Design and setting: Cross-sectional postal survey conducted across Australia from August to December 2005, using a one-page questionnaire.
Participants: Directors of Medical, Nursing or Clinical Services of all public hospitals in Australia with 60 or more beds, excluding psychiatric, military and private hospitals.
Main outcome measures: Prevalence of documented NFR policies, by hospital characteristics, and content of these policies, SOFs and PILs.
Results: 222 hospitals were surveyed, and 157 responded (71%). Of these, 85 (54%) had NFR policies, 62 (39%) had SOFs, and four (3%) had PILs.
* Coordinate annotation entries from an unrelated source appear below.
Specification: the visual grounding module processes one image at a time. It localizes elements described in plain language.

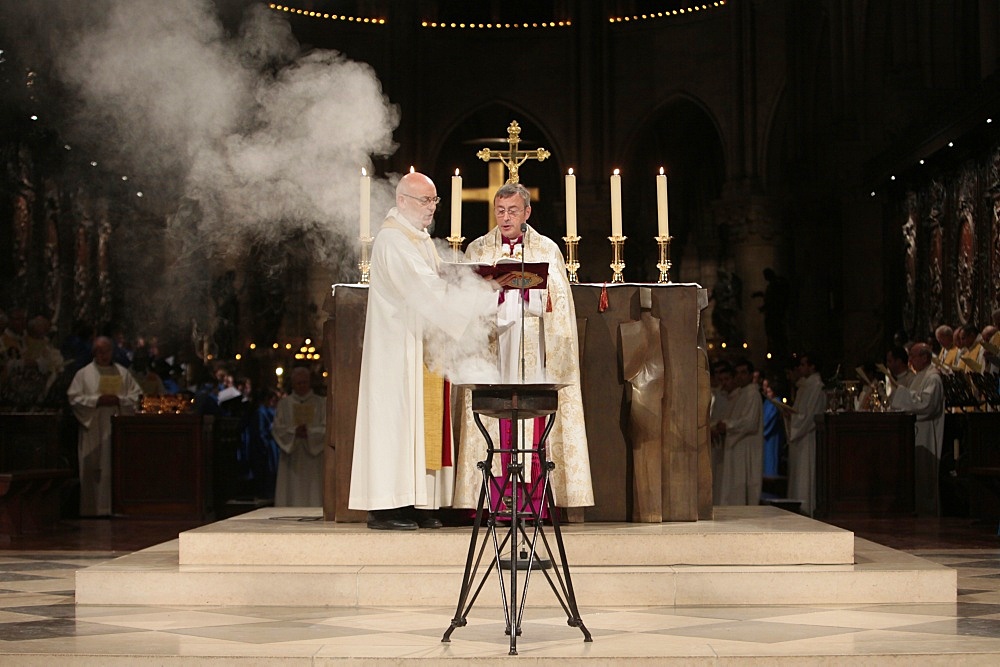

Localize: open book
[444,257,549,289]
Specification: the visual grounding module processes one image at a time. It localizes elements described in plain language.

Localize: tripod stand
[441,384,593,655]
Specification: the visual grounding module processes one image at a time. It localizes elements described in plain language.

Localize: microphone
[519,222,528,384]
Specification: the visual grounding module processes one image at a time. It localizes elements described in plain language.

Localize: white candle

Hospitals with more than 200 beds were more likely to have NFR policies than those with 60–200 beds (P = 0.04). More metropolitan than rural hospitals had NFR policies (P = 0.01). More hospitals with 60–100 beds had SOFs than hospitals with 101–200 beds (P = 0.03). “NFR” was defined in 53% of policies, while 97% of policies explicitly stated where NFR orders were to be documented, 89% stated who was allowed to make them, 37% stated that advanced care directives (“living wills”) were to be respected, and 89% stated that competent patients should be involved in discussions regarding their NFR status. The most common items noted in SOFs were the name and signature of the issuing medical practitioner (92%) and documentation of the discussion with the patient (81%).
Conclusions: There was wide variation in the content of hospital policies, SOFs and PILs pertaining to NFR orders. Aspects of current polices show room for improvement.